India’s Eternal Q4 profit drops on higher quick commerce investments


By

Reuters

Published



May 1, 2025

India’s Eternal, previously known as Zomato, reported a drop in fourth-quarter profit on Thursday as it continued to face pressure from higher spending for its quick commerce platform.

India’s Eternal Q4 profit drops on higher quick commerce investments
India’s Eternal Q4 profit drops on higher quick commerce investments – Zomato- Facebook

Eternal’s consolidated net profit fell nearly 78% to 390 million rupees ($4.6 million) in the quarter ended March 31, compared to 1.75 billion rupees a year ago.

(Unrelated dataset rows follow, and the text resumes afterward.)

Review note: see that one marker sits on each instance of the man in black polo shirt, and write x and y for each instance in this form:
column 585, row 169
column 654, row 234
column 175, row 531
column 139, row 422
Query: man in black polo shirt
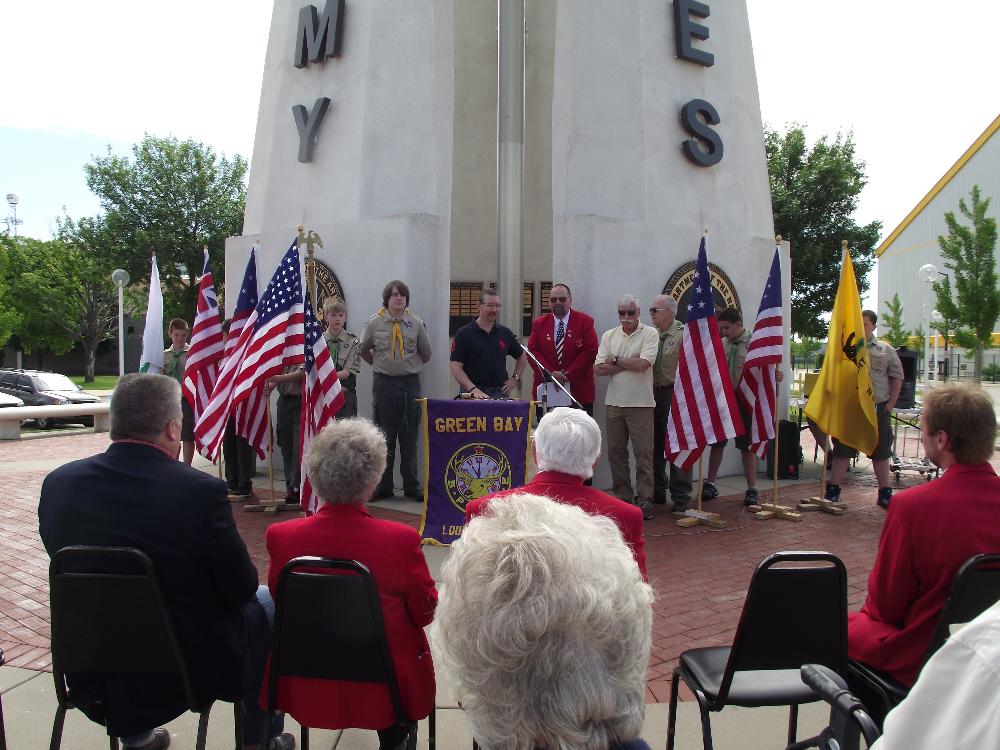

Quick commerce, which involves delivering items from milk to mobile phones in less than 15 minutes, has become a fiercely competitive space, with companies jostling for market share.

Top players have ramped up discounts and subsidized deliveries while pouring money into opening more warehouses to deliver orders.

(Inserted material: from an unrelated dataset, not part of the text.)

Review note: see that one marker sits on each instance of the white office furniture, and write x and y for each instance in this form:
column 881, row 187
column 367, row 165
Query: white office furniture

Eternal’s quick commerce platform Blinkit competes with rival Swiggy’s Instamart and start-up firm Zepto.

Revenue from Blinkit more than doubled year-on-year to 17.09 billion rupees, compared to 7.69 billion rupees a year earlier.

In comparison, adjusted revenue growth in Eternal’s food delivery platform Zomato was 17% higher year-on-year at 24.09 billion.

The surge in investments has delayed the path to profitability, especially for Blinkit, despite its higher market share. Swiggy’s Instamart, its closest rival, is facing similar pressure.

Blinkit’s adjusted core loss widened to 1.78 billion rupees in the fourth quarter from 370 million rupees last year.